COVID-19 Massachusetts State House Update 3-27-2020

March 27, 2020

  • There were several public health executive orders issued by the Baker administration yesterday.
  • They include a pharmacy order, nurse staffing and determination of need for medical facilities.
  • Schools and non-emergency childcare centers in Massachusetts will now be closed until at least May 4th under a new executive order signed by Governor Baker on Wednesday.
  • The Commonwealth is partnering with WGBH and the broadcaster will air educational material from 12-5pm Mondays through Friday.
  • The state has submitted a request for federal disaster assistance due to the impact of the coronavirus pandemic.  The request was made through the Federal Emergency Management Agency to the president.
  • The state is seeking federal disaster assistance funds for cities and towns, state agencies, and certain nonprofits, as well as for individuals. Under federal disaster programs, individuals could get help with crisis counseling, and unemployment assistance could go to workers that don’t qualify for regular unemployment benefits.  A copy of the request is attached.
  • The Senate Ethics Committee recommended Thursday that Sen. Dean Tran (R-Fitchburg) be physically separated from his staff and removed from his post as assistant minority whip, after the panel found that the Fitchburg Republican’s State House staff did campaign work during regular business hours and using public resources.
  • The state will convert a former Boston Medical Center hospital building into a specialized care center for homeless individuals and families during the coronavirus outbreak.  The state-owned Newton Pavilion would be temporarily reopened and operated by a group of providers, including BMC and Boston Health Care for the Homeless, to provide medical care for individuals in and around the city without permanent residences. The facility could feature up to 250 beds.

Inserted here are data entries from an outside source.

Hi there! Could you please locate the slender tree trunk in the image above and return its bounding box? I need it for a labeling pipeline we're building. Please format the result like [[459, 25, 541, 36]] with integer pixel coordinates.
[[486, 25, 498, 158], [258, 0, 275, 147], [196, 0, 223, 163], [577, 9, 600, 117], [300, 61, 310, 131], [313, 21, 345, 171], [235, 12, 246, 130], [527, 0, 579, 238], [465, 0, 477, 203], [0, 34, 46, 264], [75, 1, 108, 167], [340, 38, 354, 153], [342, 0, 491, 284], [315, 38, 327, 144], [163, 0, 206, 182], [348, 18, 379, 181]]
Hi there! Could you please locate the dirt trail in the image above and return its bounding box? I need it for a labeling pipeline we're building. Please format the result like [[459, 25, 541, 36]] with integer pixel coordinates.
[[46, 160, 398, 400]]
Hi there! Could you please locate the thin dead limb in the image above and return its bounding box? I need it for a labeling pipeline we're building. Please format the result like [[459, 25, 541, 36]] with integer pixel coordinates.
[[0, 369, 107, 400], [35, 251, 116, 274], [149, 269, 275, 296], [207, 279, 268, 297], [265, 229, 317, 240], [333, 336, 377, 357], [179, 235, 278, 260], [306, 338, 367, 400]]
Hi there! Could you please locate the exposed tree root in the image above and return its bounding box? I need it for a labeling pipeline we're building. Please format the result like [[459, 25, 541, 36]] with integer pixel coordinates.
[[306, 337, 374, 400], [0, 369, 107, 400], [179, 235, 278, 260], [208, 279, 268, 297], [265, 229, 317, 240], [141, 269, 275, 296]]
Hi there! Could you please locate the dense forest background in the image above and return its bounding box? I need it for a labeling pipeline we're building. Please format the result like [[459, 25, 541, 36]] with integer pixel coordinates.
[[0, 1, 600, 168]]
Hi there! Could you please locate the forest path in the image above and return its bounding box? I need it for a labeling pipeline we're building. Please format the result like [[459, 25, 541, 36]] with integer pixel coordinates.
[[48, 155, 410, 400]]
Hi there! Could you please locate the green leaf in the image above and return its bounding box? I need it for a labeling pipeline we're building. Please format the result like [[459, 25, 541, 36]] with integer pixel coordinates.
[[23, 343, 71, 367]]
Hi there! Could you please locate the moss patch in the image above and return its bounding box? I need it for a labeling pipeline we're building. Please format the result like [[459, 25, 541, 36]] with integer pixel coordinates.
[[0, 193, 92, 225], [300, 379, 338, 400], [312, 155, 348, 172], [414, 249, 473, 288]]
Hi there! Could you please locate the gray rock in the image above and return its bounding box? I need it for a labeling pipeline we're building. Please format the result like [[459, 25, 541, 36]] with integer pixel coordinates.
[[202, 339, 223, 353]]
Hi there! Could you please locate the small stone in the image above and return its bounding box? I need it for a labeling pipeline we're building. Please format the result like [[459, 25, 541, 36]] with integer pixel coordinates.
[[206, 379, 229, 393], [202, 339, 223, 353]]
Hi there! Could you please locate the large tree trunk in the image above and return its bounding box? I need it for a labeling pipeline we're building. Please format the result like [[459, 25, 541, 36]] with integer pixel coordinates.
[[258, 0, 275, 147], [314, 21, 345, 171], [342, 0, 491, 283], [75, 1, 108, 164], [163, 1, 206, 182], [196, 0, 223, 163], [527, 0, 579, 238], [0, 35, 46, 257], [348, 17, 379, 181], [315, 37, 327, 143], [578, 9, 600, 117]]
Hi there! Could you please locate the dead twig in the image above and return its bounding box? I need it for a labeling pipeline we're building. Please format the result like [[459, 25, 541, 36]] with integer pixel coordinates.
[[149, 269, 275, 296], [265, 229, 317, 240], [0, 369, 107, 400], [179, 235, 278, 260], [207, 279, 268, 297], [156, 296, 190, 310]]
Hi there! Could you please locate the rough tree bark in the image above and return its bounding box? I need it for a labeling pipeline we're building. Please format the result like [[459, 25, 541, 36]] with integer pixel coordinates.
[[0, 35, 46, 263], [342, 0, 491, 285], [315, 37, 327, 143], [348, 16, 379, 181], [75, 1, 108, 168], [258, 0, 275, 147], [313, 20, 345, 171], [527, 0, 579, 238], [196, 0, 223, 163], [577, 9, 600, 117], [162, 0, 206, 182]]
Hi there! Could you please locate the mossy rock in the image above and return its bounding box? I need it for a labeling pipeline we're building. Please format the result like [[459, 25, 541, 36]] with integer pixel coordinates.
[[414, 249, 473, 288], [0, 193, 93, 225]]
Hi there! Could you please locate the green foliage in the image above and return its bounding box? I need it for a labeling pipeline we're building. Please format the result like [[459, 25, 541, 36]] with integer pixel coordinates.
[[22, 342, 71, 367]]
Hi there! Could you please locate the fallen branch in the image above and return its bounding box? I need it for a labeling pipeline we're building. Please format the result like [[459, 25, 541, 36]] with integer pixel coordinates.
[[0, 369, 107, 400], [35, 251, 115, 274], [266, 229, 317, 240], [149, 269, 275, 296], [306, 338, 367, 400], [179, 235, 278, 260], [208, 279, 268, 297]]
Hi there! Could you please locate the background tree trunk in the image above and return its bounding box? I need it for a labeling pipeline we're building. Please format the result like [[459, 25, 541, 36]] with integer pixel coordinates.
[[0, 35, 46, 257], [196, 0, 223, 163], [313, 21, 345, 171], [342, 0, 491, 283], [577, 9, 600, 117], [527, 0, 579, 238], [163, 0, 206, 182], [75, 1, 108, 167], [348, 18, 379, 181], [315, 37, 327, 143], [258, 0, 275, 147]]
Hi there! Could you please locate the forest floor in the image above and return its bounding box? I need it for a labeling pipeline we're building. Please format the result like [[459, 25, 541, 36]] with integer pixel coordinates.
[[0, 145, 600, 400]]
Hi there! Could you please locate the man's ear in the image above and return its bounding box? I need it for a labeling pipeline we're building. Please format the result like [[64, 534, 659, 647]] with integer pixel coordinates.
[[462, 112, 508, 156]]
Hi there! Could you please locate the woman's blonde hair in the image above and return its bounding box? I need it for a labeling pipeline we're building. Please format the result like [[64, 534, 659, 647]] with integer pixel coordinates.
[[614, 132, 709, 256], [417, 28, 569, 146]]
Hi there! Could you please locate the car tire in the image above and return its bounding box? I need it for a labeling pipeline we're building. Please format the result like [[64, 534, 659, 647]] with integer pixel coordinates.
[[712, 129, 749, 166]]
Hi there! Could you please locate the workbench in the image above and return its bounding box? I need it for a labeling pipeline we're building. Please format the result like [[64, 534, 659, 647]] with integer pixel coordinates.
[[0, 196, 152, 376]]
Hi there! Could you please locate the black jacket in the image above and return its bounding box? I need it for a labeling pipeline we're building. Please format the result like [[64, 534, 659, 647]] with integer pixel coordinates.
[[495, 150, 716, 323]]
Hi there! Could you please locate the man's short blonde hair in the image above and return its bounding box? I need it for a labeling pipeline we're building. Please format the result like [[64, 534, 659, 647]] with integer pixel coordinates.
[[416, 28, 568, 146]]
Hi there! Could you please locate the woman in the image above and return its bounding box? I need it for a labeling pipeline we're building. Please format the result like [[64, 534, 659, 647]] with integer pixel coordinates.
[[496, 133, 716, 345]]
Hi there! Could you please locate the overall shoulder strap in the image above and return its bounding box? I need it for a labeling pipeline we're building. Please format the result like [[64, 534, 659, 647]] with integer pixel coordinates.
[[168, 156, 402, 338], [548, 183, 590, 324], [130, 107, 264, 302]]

  • The Baker administration also waived nurse-to-patient staffing ratios at hospitals and set up a hotline to connect individuals with disabilities with home health care aides when their personal care attendants are unable to work during the public health emergency.

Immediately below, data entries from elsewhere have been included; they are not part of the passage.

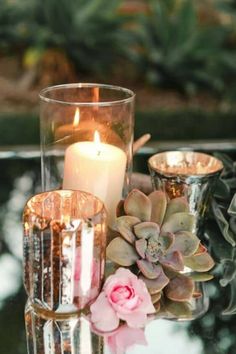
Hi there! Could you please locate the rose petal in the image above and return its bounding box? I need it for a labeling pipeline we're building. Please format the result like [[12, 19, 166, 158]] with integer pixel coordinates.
[[90, 291, 119, 332], [118, 312, 147, 328]]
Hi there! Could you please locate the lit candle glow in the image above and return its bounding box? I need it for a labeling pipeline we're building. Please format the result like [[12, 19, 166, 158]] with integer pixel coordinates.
[[63, 112, 127, 226]]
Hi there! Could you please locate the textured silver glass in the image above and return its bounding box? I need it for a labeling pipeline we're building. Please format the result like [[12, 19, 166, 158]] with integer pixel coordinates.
[[23, 190, 106, 314], [25, 303, 103, 354], [148, 151, 223, 232]]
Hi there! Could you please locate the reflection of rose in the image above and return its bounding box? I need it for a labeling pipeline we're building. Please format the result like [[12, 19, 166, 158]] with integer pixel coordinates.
[[74, 247, 100, 302], [90, 268, 155, 331], [105, 325, 147, 354]]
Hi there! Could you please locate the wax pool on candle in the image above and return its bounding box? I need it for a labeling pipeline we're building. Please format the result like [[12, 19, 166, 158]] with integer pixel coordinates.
[[63, 141, 127, 225]]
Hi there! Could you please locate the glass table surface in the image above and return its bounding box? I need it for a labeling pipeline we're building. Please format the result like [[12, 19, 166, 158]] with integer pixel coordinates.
[[0, 153, 236, 354]]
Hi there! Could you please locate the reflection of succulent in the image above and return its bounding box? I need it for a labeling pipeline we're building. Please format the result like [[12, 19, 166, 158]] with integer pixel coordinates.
[[107, 189, 214, 301]]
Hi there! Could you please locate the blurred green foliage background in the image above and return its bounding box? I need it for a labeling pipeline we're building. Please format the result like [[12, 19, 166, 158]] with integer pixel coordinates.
[[0, 0, 236, 98]]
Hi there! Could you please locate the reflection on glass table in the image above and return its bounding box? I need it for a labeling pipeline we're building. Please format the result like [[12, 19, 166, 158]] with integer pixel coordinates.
[[0, 153, 236, 354]]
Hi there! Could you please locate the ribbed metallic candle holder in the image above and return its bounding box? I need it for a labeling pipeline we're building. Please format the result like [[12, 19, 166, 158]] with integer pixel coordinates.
[[23, 190, 106, 314], [148, 151, 223, 233]]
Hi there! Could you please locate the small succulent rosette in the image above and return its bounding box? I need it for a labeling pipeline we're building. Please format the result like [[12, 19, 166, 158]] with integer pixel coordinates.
[[106, 189, 214, 310]]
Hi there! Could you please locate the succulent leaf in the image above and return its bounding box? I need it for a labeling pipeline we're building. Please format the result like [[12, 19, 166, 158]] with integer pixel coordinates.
[[124, 189, 152, 221], [136, 259, 160, 279], [184, 252, 215, 272], [135, 238, 147, 259], [106, 237, 139, 267], [170, 231, 200, 257], [165, 300, 192, 318], [190, 273, 214, 282], [116, 215, 140, 244], [151, 292, 161, 304], [159, 251, 184, 272], [116, 199, 125, 217], [161, 213, 195, 233], [194, 242, 207, 256], [148, 191, 167, 225], [165, 274, 194, 302], [134, 221, 160, 238], [139, 265, 169, 295], [158, 232, 175, 253], [164, 197, 189, 222]]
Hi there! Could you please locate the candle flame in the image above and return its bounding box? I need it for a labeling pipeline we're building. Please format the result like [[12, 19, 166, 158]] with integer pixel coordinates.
[[94, 130, 101, 155], [73, 108, 80, 128]]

  • Medical schools in Massachusetts got the green light to let their fourth-year students graduate early, allowing them to start their residencies ahead of schedule and join the battle against the coronavirus. At least four universities, UMass Medical School, Tufts School of Medicine, BU School of Medicine and Harvard Medical School have reached an agreement with the state.
  • In Massachusetts, there were 147,995 unemployment claims filed for the week that ended March 21, compared to 7,449 in the previous week according to Department of Labor data.
  • Governor Baker seemed to soften his position on local construction bans.   During his daily briefing Thursday he indicated that he was okay with towns ignoring his moratorium order if they have a legitimate issue with complying with state guidelines.  Boston, Somerville and Cambridge have all publicly clashed with the Governor on this issue.
  • Massachusetts casinos will remain closed until at least April 7th as decided by the Gaming Commission.
  • The MA DOR has yet to extend the state income tax filing deadline date past April 15th, despite the Federal Government already extending their deadline until July 15th and growing pressure on the state level.
  • Marijuana businesses continue to press Governor Baker to reconsider his ruling that only patients registered in the state’s medical marijuana program will be able to legally buy marijuana.  More to come.
  • We continue to monitor the impacts of the recently issued stay in place advisory on local industries and businesses.
  • The House is scheduled to meet on Friday at 11am for informal session and Senate is scheduled to meet again in informal session on Monday at 11am.
  • Sessions continue to be live streamed.
  • On Thursday the Senate engrossed nurse staffing legislation which was released by the Senate Ways & Means Committee on Tuesday.
  • The bill authorizes “independent practice authority” for nurse practitioners, nurse anesthetists, nurse midwives and psychiatric mental health clinical nurse specialists that are board certified and have completed at least two years of supervised practice.  The legislation also permits the Board of Registration in Nursing to reduce the two-year supervised practice requirement if the board deems that it is necessary to ensure adequate access to the professionals affected by the legislation.
  • The legislation has been engrossed by the Senate but its chances in the House seem less clear as it is being opposed by House leadership.  More to come.
  • The Massachusetts Senate held a “tele-caucus” for all members Thursday morning.
  • There are now 21 laboratories conducting testing for COVID-19, almost double the number from the beginning of the week.  DPH also reported that the state tested 3,827 people in a 24 hours period, excessing their stated goal of 3,500 patients a day, bringing the total number of MA residents tested to 23,621.
  • As of Thursday night there have been a total of 25 deaths from COVID-19 and 2,417 diagnosed cases.